Herzlichen Dank für Ihren Mut. Juristische Netzwerke dieser Art sind in dieser komplexen “Gefechtslage” in ihrem Wert nicht zu unterschätzen. Neben der Funktion, den einzelnen Juristen nicht sozial isoliert zu lassen, sondern durch die Netzwerkkollegen zu stabilisieren, hat ein solcher Zusammenschluss auch den juristischen Hintergrund, die Erfahrungen in “Corona-Angelegenheiten” hilfreich austauschen zu können. Denn gerade Richter und Staatsanwälte sind häufig in Gefahr, isolierte Einzelkämpfer zu werden. Neben der Gefahr, von oben unbotmäßigem Druck ausgesetzt zu werden. Ein juristisches Netzwerk schafft neben der psychischen Unterstützung auch die Möglichkeit, Rückgriff auf juristische und standespolitische Expertise nehmen zu können. Und das Netzwerk schafft zumindest die Möglichkeit einer fachlichen Öffentlichkeit.
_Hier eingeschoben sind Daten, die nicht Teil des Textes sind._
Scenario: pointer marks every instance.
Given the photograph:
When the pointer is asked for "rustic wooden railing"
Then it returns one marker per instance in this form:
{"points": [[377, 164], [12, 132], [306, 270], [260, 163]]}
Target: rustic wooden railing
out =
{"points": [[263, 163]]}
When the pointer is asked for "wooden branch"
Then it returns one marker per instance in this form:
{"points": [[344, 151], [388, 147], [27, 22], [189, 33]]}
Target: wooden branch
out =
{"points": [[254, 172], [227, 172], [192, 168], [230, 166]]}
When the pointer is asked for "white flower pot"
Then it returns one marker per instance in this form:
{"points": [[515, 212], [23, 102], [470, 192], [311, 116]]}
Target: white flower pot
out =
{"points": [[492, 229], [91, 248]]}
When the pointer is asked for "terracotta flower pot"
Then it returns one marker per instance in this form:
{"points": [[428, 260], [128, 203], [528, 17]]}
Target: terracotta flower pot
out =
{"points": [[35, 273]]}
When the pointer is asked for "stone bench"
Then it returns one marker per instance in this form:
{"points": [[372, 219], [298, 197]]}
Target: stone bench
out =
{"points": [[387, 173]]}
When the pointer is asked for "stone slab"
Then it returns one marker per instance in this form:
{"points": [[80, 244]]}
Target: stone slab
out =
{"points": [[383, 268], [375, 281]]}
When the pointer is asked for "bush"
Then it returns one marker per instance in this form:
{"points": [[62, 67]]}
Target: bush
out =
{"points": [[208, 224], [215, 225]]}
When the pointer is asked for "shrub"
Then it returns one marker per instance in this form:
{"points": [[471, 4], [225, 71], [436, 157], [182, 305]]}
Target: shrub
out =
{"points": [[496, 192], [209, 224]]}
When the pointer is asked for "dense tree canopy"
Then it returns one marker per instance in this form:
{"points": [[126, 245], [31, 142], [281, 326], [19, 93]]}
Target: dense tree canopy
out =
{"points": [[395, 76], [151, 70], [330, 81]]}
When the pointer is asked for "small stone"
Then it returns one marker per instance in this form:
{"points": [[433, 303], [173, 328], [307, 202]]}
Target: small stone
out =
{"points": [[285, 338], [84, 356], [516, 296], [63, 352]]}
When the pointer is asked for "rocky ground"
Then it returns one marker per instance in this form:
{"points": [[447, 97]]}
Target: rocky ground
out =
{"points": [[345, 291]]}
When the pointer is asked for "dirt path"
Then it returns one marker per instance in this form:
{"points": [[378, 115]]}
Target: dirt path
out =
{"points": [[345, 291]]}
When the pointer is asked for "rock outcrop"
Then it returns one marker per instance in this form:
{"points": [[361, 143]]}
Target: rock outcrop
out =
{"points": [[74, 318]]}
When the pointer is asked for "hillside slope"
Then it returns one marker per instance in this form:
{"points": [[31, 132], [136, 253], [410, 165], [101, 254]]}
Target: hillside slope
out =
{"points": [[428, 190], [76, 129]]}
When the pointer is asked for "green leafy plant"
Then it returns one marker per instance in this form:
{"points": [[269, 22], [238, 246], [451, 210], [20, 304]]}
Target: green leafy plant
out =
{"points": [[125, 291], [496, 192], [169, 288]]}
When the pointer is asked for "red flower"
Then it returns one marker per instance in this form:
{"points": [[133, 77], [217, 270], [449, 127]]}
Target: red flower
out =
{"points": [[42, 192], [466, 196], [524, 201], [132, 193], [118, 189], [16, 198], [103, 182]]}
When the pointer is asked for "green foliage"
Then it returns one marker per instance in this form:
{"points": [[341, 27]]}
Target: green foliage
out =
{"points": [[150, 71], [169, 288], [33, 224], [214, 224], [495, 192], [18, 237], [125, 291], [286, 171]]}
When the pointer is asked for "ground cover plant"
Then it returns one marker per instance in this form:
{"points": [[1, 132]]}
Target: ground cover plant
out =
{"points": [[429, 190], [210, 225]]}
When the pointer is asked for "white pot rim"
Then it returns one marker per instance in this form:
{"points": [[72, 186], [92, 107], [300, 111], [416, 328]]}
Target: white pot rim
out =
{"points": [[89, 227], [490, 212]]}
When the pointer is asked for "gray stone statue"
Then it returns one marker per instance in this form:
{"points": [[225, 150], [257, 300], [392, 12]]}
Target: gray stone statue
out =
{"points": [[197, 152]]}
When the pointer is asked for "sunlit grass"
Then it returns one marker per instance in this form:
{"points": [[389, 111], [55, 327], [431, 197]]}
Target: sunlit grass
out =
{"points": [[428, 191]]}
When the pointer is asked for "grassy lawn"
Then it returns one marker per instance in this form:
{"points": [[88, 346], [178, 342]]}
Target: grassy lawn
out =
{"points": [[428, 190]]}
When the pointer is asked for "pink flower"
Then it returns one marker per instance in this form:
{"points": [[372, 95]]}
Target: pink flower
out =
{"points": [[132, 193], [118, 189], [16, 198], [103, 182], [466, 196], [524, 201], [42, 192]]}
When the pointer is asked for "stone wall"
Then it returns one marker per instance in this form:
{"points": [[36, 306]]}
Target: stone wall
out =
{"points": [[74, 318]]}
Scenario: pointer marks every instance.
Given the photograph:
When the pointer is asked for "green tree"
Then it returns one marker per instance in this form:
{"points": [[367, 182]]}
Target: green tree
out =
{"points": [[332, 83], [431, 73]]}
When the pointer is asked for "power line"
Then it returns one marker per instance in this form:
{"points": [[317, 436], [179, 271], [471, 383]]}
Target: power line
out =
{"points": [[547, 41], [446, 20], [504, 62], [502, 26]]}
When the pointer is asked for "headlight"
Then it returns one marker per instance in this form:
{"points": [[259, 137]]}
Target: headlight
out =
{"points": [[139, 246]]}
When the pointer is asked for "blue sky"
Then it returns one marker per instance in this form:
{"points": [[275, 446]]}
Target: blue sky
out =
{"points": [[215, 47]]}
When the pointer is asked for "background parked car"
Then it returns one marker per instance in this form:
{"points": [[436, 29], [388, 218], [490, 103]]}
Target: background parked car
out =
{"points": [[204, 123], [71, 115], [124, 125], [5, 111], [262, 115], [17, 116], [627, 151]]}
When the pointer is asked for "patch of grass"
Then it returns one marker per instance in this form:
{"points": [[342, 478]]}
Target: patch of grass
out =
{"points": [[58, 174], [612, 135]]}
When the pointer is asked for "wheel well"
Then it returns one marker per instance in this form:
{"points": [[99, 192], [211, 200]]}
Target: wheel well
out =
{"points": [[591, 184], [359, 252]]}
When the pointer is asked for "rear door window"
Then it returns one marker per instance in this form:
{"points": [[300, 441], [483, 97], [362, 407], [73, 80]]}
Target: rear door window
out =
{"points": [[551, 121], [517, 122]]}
Dies wird hie und da den einzelnen Vorgesetzten/Politiker vielleicht etwas einbremsen.

Manfred Knake / 14.01.2021

Widerstand gibt es ja schon länger: Ärzte für Aufklärung, Anwälte für Aufklärung, google hilft. Nur bringt die Qualitätspresse kaum etwas dazu…

Ralph Keller / 14.01.2021

Die sollen nicht beobachten, die sollen einschreiten!

Volker / 14.01.2021

Es wird Zeit, dass die Justiz diesem totalitären Treiben der Regierung und dem „Amoklauf“ Söders endlich ein Ende setzt!

Andrea Nöth / 14.01.2021

Sind das die selben Richter, die seit 2015 zugucken? Na dann… Vermutlich werden es aber auch die sein, die ihren Job verlieren werden - falls sie aufmucken.
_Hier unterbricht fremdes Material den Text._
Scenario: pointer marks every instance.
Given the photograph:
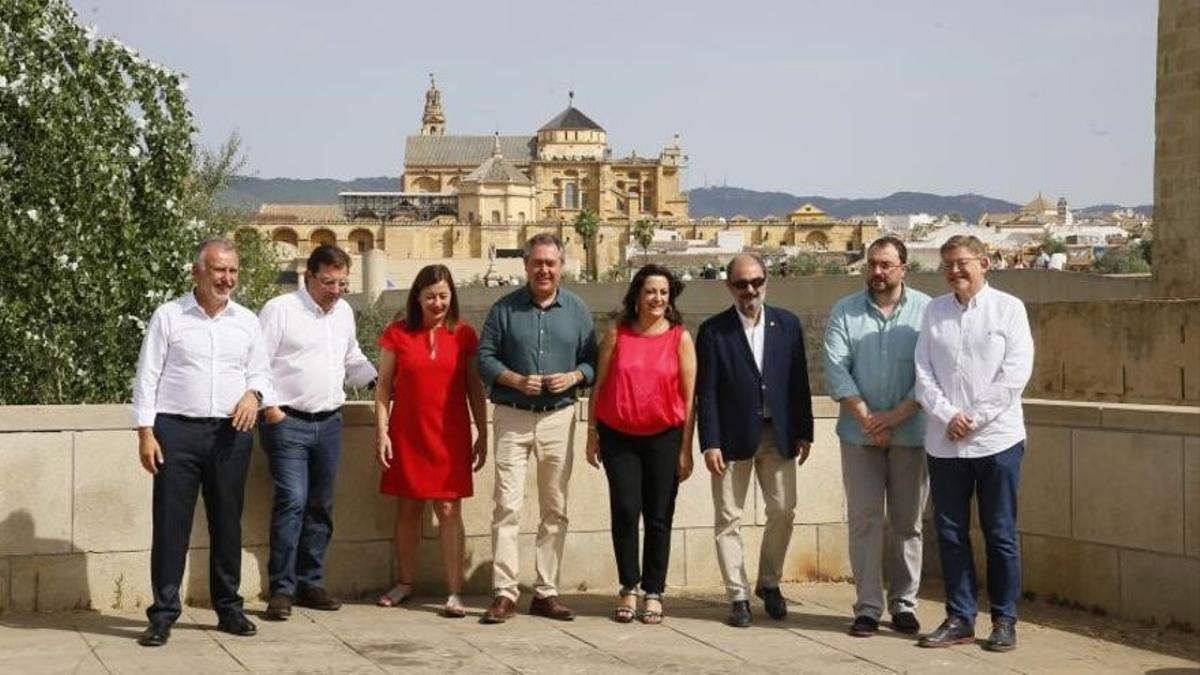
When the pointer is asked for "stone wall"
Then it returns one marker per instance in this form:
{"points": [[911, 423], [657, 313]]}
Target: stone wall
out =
{"points": [[1109, 514], [75, 518], [1110, 509], [1177, 150]]}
Michael R. Huber / 14.01.2021

Gott sei Dank! Endlich regt sich der Widerstand! Zuerst evidenzbasierte Medizin, dann die RAEinnen Fischer und jetzt sogar Staatsanwälte und Richter. Ich drücke Ihnen alle Daumen und hoffe für uns, dass Sie diesen Irrsinn wenigstens begrenzen, wenn nicht sogar zu beenden vermögen! Für Sie und alle anderen, die sich gegen diese Menschen verachtende Politik stellen, drücke ich die Daumen, dass sie nicht mundtot gemacht oder anderweitig kalt gestellt werden!
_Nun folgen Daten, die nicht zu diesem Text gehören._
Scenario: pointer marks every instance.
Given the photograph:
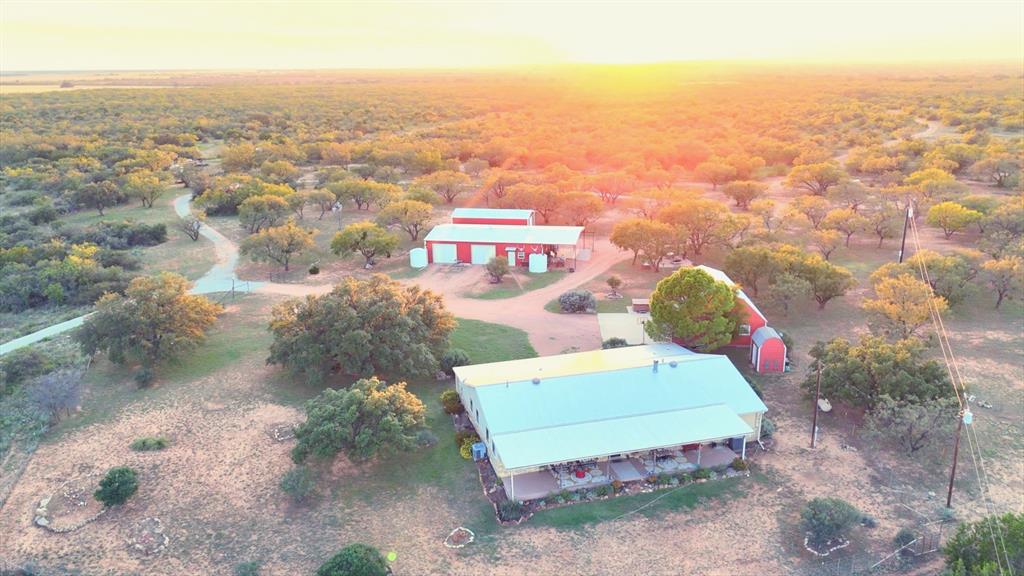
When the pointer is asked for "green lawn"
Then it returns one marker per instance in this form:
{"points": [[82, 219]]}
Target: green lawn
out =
{"points": [[578, 516], [491, 342], [509, 288], [179, 254], [110, 387]]}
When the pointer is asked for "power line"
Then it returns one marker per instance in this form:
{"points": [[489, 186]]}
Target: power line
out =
{"points": [[952, 367]]}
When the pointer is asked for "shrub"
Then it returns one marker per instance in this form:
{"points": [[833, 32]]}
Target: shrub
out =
{"points": [[466, 450], [426, 439], [452, 402], [148, 444], [827, 520], [24, 364], [452, 359], [143, 377], [510, 510], [614, 283], [614, 342], [299, 483], [250, 568], [498, 268], [577, 301], [354, 560], [904, 537], [119, 485], [461, 436]]}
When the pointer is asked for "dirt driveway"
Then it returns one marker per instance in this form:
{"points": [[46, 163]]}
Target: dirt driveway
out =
{"points": [[549, 333]]}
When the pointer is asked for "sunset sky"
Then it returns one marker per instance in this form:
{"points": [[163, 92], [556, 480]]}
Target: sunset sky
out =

Tobias Kramer / 14.01.2021

@Armin Reichert: Das war auch gerade mein Gedanke. Das erinnert mich auch gleich wieder an die WerteUnion innerhalb der CDU, die auch immer viel will, aber rein gar nichts kann und sich gemütlich warm im Parlament eingerichtet hat. Hoffen wir also mal, dass aus diesem Netzwerk nicht auch nur heiße Luft kommt.

Bernd Große-Lordemann / 14.01.2021

Das erfordert mittlerweile im besten Deutschland das wir je hatten schon wieder Mut. EdeKa ist nicht mehr ausgeschlossen.